Indeed, the reassuring facet of Mukherjee's speech was that it was terribly old-style (who else in this day and age would quote the civil servant-historian, Vincent Smith) and was representative of an age when the Congress in Bengal used nationalism to confront its communist opponents. That it was also an instant hit in RSS-friendly circles was equally revealing. It is indicative of the extent to which the saffron brotherhood, grappling with the complexities and challenges of political power, has moved away from the exclusivism that defined the Hindu nationalism of Savarkar and M.S. Golwalkar.
At the end of the day, the misgivings over Mukherjee's presence in Nagpur and his speech have come from within the Congress and from circles that see themselves unflinchingly and uncompromisingly secular.
To a large extent, the objections are centred on the demonology around the RSS. In secular circles, the RSS is regarded as quasi-fascist and an untouchable. Any association with it is regarded as taboo and the question of dialogue does not arise. In gracing an RSS function, Mukherjee implicitly acknowledged the RSS as a relevant and legitimate strand of nationalism.

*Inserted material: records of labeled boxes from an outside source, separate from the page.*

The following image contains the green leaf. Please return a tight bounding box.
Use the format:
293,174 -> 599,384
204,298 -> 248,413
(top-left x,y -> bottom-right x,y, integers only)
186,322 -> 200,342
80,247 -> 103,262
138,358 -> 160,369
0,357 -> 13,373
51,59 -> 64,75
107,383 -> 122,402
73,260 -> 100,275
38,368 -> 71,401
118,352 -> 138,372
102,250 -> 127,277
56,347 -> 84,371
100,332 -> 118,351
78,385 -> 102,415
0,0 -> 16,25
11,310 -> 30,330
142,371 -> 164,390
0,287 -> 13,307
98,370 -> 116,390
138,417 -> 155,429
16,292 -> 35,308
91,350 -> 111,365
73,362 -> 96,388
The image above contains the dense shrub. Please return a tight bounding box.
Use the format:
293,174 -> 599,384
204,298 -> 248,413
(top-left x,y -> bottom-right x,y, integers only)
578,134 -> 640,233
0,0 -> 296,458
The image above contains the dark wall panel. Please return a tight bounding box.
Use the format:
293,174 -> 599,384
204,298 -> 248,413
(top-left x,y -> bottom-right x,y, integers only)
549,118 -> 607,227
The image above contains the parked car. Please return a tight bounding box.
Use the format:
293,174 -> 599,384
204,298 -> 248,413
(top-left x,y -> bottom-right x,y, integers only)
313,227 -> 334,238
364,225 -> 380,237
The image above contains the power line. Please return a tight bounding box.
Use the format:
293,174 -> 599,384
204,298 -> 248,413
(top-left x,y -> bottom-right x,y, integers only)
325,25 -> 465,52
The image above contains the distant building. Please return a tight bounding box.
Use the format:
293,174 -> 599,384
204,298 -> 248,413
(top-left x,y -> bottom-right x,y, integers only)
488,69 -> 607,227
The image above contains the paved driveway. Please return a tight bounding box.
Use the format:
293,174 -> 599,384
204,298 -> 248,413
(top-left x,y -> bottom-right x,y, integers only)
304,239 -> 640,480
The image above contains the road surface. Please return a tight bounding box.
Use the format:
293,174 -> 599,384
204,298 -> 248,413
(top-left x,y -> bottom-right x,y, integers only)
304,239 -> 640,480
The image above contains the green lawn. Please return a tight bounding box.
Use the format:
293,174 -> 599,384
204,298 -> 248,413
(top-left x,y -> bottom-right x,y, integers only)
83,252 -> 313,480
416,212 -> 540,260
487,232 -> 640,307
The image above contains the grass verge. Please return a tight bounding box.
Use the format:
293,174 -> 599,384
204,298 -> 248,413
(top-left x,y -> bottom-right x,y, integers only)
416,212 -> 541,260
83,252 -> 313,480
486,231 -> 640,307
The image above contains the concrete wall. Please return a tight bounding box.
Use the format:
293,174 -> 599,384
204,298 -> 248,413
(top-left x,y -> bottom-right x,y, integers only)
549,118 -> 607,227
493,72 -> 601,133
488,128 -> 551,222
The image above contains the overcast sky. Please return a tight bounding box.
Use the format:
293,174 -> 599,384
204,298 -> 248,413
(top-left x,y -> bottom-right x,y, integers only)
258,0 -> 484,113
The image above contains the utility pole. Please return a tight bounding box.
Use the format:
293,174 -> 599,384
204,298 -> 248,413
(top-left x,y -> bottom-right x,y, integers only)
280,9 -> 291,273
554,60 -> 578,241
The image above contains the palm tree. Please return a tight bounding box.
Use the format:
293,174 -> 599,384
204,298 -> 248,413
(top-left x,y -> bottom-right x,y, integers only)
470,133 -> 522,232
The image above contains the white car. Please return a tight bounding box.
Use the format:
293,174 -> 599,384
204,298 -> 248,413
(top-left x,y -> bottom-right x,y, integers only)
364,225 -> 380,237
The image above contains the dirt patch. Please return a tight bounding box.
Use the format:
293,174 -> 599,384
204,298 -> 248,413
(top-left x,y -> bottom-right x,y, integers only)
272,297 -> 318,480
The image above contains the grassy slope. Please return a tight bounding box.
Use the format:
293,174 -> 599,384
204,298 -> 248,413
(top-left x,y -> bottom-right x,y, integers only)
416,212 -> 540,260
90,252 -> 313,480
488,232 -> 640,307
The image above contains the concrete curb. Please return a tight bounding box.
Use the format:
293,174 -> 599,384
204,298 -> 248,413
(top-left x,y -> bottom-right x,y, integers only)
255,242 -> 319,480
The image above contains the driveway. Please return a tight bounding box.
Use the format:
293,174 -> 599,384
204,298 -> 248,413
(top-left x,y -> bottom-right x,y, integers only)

More important, however, was his unwitting rejection of a political strand - increasingly influential within the post-Sonia Gandhi Congress - that has discarded composite nationalism in favour of a fragmented identity politics. To a new breed of secular warriors, the project to reclaim power and relevance must involve championing the 'marginalized' and self-conscious minorities. This is a politics of warped liberalism borrowed uncritically from the West. As the political scientist, Mark Lilla, has argued in his new book, The Once and Future Liberal, identity liberalism "is mesmerized by symbols: achieving superficial diversity in organizations, retelling history to focus on marginal and often minuscule groups, concocting inoffensive euphemisms to describe social reality, protecting young ears and eyes... from any disturbing encounter with alternative viewpoints." What has been left out of the narrative is the idea of We, the sense of common destiny.
In his own way - and perhaps quite unwittingly - Mukherjee's Nagpur intervention has helped focus attention on a debate that concerns all of India, not merely fractions of the population. The RSS is an important element of this debate, as is the old (and increasingly marginalized) Congress tradition that links the past with the present.